Tercatat sekitar 80 alat ukur, takar, timbang, dan perlengkapannya (UTTP) telah diperiksa dalam kegiatan yang berlangsung selama tiga hari tersebut, mulai Selasa hingga Kamis. Pemeriksaan mencakup timbangan manual hingga digital yang digunakan pedagang sehari-hari.
Penera Ahli Pertama Disdag Kota Madiun, Ela Yuliana, mengatakan tera ulang merupakan proses penting untuk memastikan alat ukur tetap sesuai standar teknis dan tidak menimbulkan selisih dalam transaksi.

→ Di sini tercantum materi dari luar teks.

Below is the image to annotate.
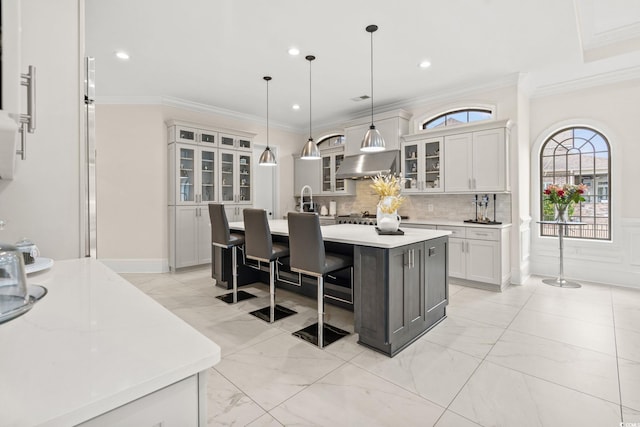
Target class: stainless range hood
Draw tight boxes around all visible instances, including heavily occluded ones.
[336,150,400,179]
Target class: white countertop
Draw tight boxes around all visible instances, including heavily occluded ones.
[229,219,451,249]
[0,258,220,427]
[400,218,511,228]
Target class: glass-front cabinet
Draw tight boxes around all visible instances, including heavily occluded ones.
[402,137,444,193]
[320,147,355,195]
[219,150,253,205]
[169,144,217,205]
[220,133,252,151]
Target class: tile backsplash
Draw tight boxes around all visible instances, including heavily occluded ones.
[313,179,511,223]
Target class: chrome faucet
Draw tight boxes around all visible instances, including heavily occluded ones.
[300,185,313,212]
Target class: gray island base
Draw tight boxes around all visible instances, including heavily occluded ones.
[225,220,450,357]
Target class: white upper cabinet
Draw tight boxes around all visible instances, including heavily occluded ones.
[344,110,411,156]
[402,120,511,193]
[402,137,444,193]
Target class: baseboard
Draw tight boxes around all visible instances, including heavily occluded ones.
[98,258,169,273]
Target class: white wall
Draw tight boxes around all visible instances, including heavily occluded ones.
[0,0,84,259]
[530,79,640,287]
[96,104,304,271]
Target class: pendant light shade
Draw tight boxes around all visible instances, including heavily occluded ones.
[360,25,385,153]
[300,55,320,160]
[258,76,278,166]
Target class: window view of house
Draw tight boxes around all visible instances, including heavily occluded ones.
[422,108,493,129]
[540,127,611,240]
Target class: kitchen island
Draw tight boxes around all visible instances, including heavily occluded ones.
[229,220,450,356]
[0,258,220,427]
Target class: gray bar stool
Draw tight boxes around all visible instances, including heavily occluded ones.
[287,212,353,348]
[242,209,296,323]
[209,203,256,304]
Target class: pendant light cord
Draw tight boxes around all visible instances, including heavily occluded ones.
[307,56,315,139]
[267,79,270,150]
[369,31,373,126]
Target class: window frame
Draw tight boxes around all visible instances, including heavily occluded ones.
[420,106,495,130]
[538,124,613,242]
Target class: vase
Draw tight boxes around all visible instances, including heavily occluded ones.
[376,196,400,233]
[553,203,569,222]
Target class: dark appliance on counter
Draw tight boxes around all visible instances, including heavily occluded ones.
[464,194,502,225]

“Jadi kegiatan ini tera ulang, yaitu pengecekan secara berkala terhadap UTTP agar tetap akurat dan sesuai syarat teknis yang berlaku, sehingga tidak merugikan pembeli maupun penjual,” jelas Ela.

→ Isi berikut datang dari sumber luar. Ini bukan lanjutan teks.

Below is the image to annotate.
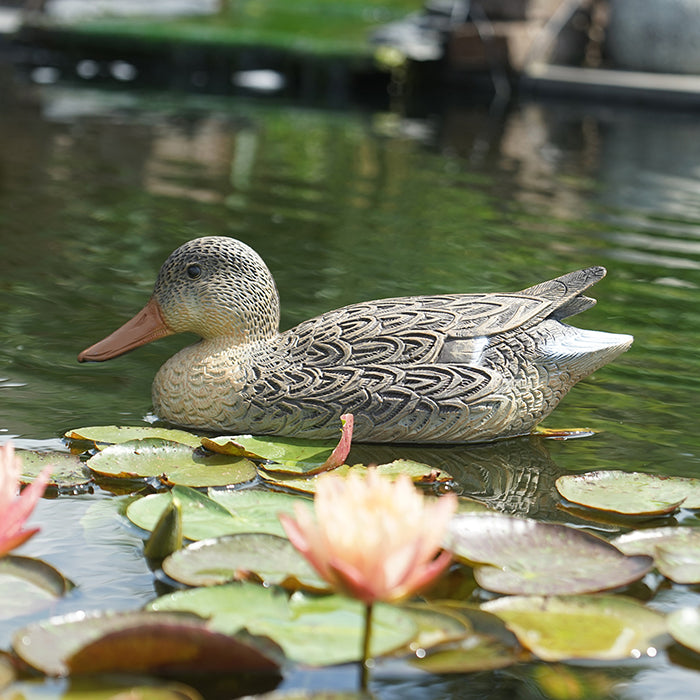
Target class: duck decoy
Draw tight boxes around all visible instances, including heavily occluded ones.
[78,236,633,443]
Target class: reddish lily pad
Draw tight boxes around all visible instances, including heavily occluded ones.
[612,527,700,583]
[13,611,279,676]
[556,469,700,516]
[163,533,330,591]
[481,595,669,661]
[448,513,653,595]
[202,414,353,476]
[87,438,256,486]
[65,425,200,450]
[259,459,454,494]
[149,582,416,666]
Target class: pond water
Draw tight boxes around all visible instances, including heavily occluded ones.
[0,58,700,700]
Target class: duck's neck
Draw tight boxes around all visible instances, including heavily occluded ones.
[152,336,270,428]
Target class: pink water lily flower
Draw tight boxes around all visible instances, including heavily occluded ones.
[0,442,51,556]
[279,468,457,605]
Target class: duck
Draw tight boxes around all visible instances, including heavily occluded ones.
[78,236,633,443]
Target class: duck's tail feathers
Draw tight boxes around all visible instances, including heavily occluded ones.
[521,265,607,320]
[545,326,634,381]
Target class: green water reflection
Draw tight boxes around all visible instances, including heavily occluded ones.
[0,65,700,698]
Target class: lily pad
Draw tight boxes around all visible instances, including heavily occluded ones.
[202,414,353,476]
[163,533,329,591]
[149,582,416,666]
[611,527,700,583]
[16,450,93,489]
[556,469,700,516]
[394,604,521,674]
[481,595,669,661]
[0,555,73,620]
[448,513,653,595]
[65,425,201,449]
[126,486,309,540]
[13,611,279,676]
[4,674,203,700]
[259,459,454,494]
[668,608,700,654]
[87,438,257,486]
[126,486,241,540]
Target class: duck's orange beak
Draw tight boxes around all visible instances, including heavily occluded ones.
[78,298,175,362]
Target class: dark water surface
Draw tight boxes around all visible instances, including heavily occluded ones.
[0,63,700,700]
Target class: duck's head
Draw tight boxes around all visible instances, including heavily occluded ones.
[78,236,279,362]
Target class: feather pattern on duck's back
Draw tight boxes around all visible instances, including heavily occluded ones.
[81,237,632,442]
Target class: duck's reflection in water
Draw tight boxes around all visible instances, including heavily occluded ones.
[347,436,591,524]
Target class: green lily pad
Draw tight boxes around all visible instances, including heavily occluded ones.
[556,469,700,516]
[394,604,521,674]
[611,527,700,583]
[15,450,93,488]
[0,555,73,620]
[3,674,208,700]
[202,414,353,476]
[126,486,309,540]
[64,425,201,449]
[149,582,416,666]
[259,459,454,494]
[209,489,311,537]
[449,513,653,595]
[667,608,700,654]
[481,595,669,661]
[13,611,279,676]
[162,533,330,591]
[126,486,241,540]
[87,438,257,486]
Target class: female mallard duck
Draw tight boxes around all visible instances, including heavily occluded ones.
[78,236,632,442]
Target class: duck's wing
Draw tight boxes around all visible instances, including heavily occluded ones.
[247,268,604,442]
[282,267,605,367]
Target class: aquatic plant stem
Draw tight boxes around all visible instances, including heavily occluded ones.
[360,603,374,693]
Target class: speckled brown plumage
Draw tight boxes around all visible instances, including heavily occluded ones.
[83,237,632,442]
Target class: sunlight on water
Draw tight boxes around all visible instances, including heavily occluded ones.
[0,63,700,698]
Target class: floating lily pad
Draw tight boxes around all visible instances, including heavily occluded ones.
[65,425,200,449]
[259,459,454,494]
[556,469,700,516]
[449,513,653,595]
[394,604,521,673]
[532,425,595,440]
[13,611,279,676]
[163,533,329,591]
[126,486,241,540]
[202,415,353,476]
[612,527,700,583]
[149,583,416,666]
[0,555,73,620]
[126,486,309,540]
[0,652,13,697]
[87,438,257,486]
[16,450,93,488]
[481,595,669,661]
[2,673,208,700]
[667,608,700,654]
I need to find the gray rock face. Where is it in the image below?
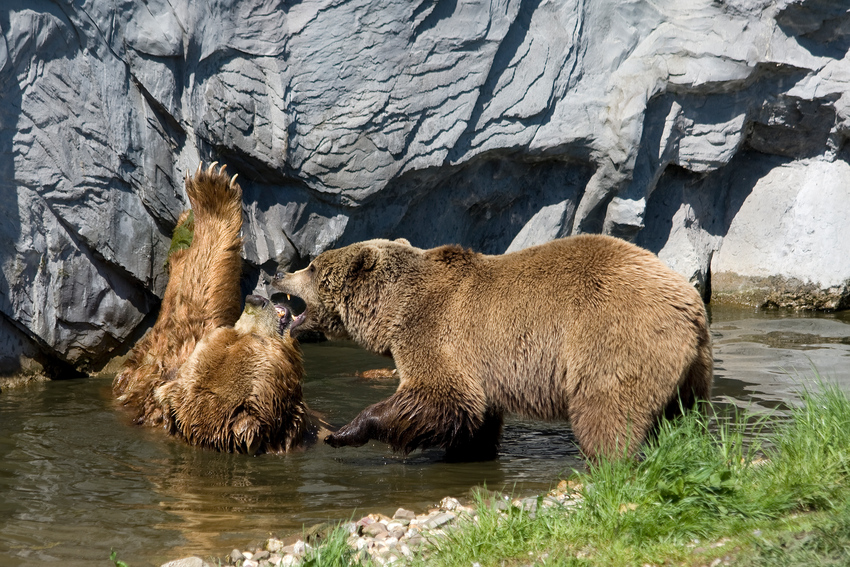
[0,0,850,373]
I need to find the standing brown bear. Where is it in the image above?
[274,235,712,459]
[112,164,322,454]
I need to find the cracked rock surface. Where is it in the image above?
[0,0,850,382]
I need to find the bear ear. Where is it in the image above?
[349,246,379,276]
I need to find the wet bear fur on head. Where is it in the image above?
[273,235,713,460]
[113,164,323,454]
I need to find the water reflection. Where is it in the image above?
[0,308,850,567]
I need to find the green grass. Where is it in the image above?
[304,384,850,567]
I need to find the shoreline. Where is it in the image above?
[161,480,582,567]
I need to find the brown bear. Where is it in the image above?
[273,235,712,459]
[113,164,323,454]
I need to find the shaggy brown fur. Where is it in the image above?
[274,235,712,458]
[113,164,319,454]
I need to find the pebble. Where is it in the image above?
[173,481,588,567]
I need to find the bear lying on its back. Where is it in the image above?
[274,235,712,458]
[112,164,321,454]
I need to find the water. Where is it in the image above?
[0,308,850,567]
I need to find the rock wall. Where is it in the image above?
[0,0,850,380]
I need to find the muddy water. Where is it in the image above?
[0,308,850,567]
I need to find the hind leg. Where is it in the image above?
[569,391,655,462]
[664,341,714,419]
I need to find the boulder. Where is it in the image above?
[0,0,850,375]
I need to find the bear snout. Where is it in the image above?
[245,295,269,309]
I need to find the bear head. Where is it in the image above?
[272,238,414,352]
[155,295,306,455]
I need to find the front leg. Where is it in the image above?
[325,386,490,454]
[325,398,393,448]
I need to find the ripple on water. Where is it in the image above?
[0,308,850,567]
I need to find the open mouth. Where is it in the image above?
[274,303,307,335]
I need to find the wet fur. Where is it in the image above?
[113,166,317,454]
[275,235,713,458]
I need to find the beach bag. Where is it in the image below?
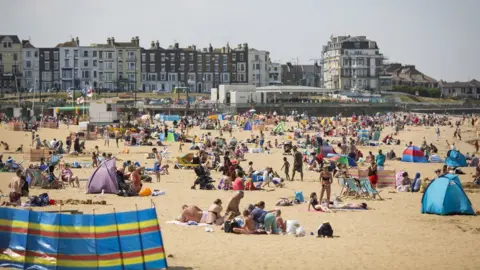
[223,220,240,233]
[317,222,333,237]
[295,191,305,203]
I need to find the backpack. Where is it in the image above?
[223,220,240,233]
[317,222,333,238]
[295,191,305,203]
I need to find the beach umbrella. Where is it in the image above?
[329,156,357,167]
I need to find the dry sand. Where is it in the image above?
[0,121,480,269]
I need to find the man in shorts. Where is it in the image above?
[292,146,303,181]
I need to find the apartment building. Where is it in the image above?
[22,40,40,89]
[439,79,480,99]
[322,36,384,91]
[268,62,282,85]
[141,41,248,92]
[248,49,270,87]
[0,35,23,91]
[38,48,62,90]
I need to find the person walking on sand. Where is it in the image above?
[292,146,303,181]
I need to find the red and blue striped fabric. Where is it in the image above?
[0,208,167,270]
[402,146,428,163]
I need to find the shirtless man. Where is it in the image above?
[233,210,256,234]
[177,204,208,223]
[152,148,162,183]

Menurutnya, layanan tera ulang ini diberikan secara gratis kepada pedagang. Disdag sendiri menargetkan sebanyak 7.000 UTTP di Kota Madiun dapat ditera sepanjang tahun 2026, meski saat ini realisasinya masih sekitar 3 persen.

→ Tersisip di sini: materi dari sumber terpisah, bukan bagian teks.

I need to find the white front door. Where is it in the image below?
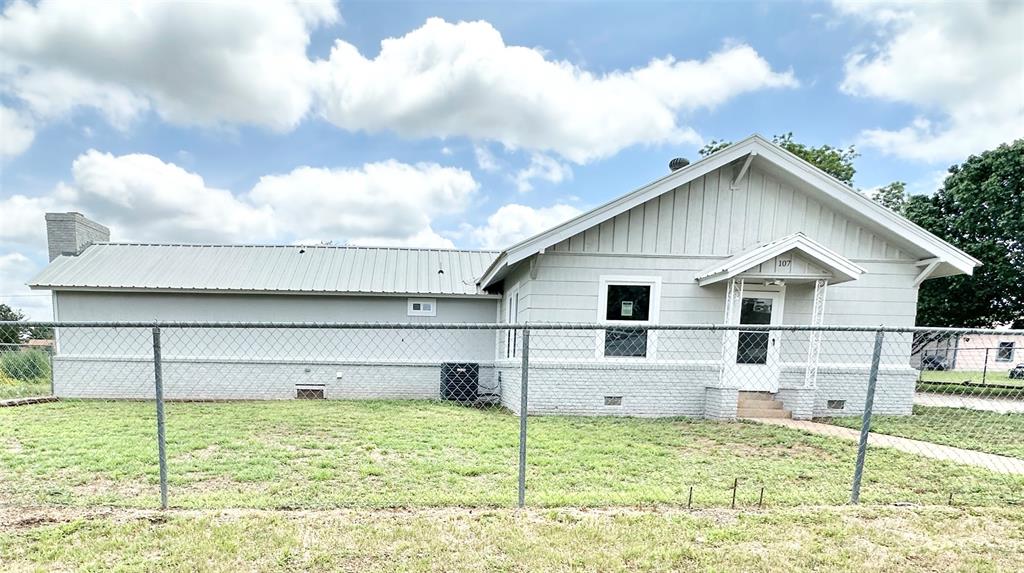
[729,292,782,393]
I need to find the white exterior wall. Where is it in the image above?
[54,292,498,399]
[503,163,925,418]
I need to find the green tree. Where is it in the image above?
[902,139,1024,327]
[697,132,859,186]
[871,181,907,213]
[0,304,25,349]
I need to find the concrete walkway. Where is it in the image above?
[744,418,1024,476]
[913,388,1024,413]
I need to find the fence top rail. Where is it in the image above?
[0,320,1024,336]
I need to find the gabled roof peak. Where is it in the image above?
[480,134,981,288]
[695,232,865,287]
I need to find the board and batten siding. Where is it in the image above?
[550,161,914,260]
[520,161,921,364]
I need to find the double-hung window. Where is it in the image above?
[598,276,662,358]
[995,342,1014,362]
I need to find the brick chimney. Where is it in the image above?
[46,213,111,261]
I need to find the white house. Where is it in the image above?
[30,136,980,418]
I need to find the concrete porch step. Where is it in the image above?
[736,408,793,420]
[739,390,775,402]
[736,392,793,418]
[737,398,782,409]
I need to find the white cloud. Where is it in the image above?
[0,150,478,252]
[247,161,478,247]
[0,105,36,159]
[515,153,572,193]
[473,145,502,173]
[0,192,64,247]
[0,0,340,130]
[319,18,797,163]
[72,149,276,241]
[470,203,581,250]
[836,0,1024,162]
[0,253,53,320]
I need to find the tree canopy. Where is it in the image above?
[0,303,26,349]
[887,139,1024,327]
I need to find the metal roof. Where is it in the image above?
[29,243,498,296]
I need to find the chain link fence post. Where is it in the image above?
[519,328,529,508]
[153,326,167,510]
[850,330,886,505]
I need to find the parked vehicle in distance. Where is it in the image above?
[921,354,949,370]
[1010,362,1024,380]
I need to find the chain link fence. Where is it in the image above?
[0,322,1024,509]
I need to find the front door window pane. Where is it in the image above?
[736,297,773,364]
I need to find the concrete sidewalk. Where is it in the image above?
[743,417,1024,476]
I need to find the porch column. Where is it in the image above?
[804,278,828,388]
[719,278,743,388]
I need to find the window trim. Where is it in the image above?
[995,341,1017,362]
[502,283,519,358]
[406,299,437,316]
[594,275,662,361]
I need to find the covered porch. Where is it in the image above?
[696,232,865,417]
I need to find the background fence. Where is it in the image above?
[0,322,1024,508]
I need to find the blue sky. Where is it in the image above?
[0,1,1024,317]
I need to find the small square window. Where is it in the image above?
[598,277,660,358]
[407,299,437,316]
[995,342,1015,362]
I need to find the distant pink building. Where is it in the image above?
[914,334,1024,371]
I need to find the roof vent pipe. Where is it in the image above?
[669,158,690,171]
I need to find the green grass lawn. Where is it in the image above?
[0,400,1024,509]
[0,506,1024,573]
[828,406,1024,459]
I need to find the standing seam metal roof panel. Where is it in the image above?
[29,243,498,296]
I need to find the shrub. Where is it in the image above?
[0,350,50,381]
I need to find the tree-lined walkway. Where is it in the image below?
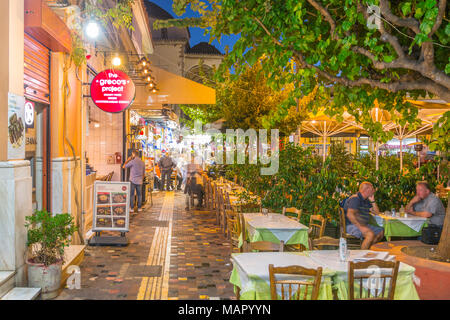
[58,192,234,300]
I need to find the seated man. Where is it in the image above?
[184,157,204,209]
[406,181,445,228]
[344,182,384,250]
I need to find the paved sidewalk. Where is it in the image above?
[57,192,235,300]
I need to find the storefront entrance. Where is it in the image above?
[24,33,51,211]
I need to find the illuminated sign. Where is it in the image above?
[91,70,136,113]
[24,101,34,128]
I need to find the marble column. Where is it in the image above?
[0,160,32,286]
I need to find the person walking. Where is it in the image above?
[158,152,176,191]
[122,150,145,212]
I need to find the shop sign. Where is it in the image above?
[91,70,136,113]
[92,181,130,232]
[8,93,25,160]
[25,101,34,128]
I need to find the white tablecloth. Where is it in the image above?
[372,214,428,232]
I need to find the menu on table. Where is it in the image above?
[92,181,130,232]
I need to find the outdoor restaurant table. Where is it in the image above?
[309,250,419,300]
[239,213,308,248]
[230,250,419,300]
[372,213,428,241]
[230,252,334,300]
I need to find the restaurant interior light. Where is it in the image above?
[85,21,100,39]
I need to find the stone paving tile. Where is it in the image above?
[57,192,235,300]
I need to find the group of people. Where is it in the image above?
[123,150,445,249]
[122,150,204,212]
[344,181,445,249]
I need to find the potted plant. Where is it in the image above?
[25,210,76,299]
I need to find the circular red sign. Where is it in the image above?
[91,70,136,113]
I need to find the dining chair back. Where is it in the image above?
[243,241,284,252]
[309,214,326,239]
[348,260,400,300]
[225,209,241,249]
[283,207,302,222]
[269,264,322,300]
[339,207,362,250]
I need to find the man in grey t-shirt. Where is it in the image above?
[406,181,445,227]
[122,150,145,212]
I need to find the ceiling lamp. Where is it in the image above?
[84,20,100,39]
[139,57,150,68]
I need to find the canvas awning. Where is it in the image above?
[132,66,216,109]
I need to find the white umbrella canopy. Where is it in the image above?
[301,111,355,162]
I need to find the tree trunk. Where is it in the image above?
[437,197,450,259]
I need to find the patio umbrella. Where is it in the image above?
[347,105,396,170]
[301,111,354,162]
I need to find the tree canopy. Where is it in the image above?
[181,59,317,136]
[156,0,450,140]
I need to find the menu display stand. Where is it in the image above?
[89,181,131,246]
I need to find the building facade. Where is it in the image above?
[0,0,153,286]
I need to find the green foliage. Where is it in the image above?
[157,0,450,142]
[70,0,134,67]
[25,211,77,266]
[181,60,317,136]
[425,111,450,153]
[84,0,134,30]
[214,143,449,224]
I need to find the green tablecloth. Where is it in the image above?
[370,216,427,240]
[230,252,334,300]
[239,213,308,248]
[230,250,419,300]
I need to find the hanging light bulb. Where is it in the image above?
[85,20,100,39]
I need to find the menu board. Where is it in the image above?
[8,93,25,160]
[92,181,130,232]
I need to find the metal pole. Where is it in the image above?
[323,121,327,163]
[400,139,403,173]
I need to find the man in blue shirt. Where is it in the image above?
[406,181,445,228]
[122,150,145,212]
[344,182,384,250]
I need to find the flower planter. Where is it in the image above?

Ia juga menjelaskan bahwa setiap alat ukur wajib menjalani tera ulang minimal satu kali dalam setahun. Pelaksanaannya dilakukan secara bergilir, baik di pasar maupun di tingkat kelurahan. Bahkan, masyarakat yang belum sempat mengikuti jadwal juga dapat melakukan tera ulang langsung di kantor Disdag.
“Kegiatan ini juga bagian dari perlindungan konsumen sekaligus pedagang,” tegasnya.
Salah satu pedagang, Sudarwati (57), mengaku rutin mengikuti tera ulang setiap tahun. Ia menyebut, keakuratan timbangan sangat berpengaruh terhadap kenyamanan dalam berjualan.
“Lebih nyaman jualan. Jadi kita enggak ragu-ragu, timbangannya pas. Ini juga menjaga hak konsumen,” ujarnya.
Ia menambahkan, tanpa pengecekan rutin, timbangan yang tidak akurat bisa berdampak pada kerugian.
Melalui kegiatan ini, Disdag berharap kesadaran pedagang untuk rutin melakukan tera ulang semakin meningkat. Dengan demikian, ekosistem perdagangan yang jujur, transparan, dan saling menguntungkan dapat terus terjaga.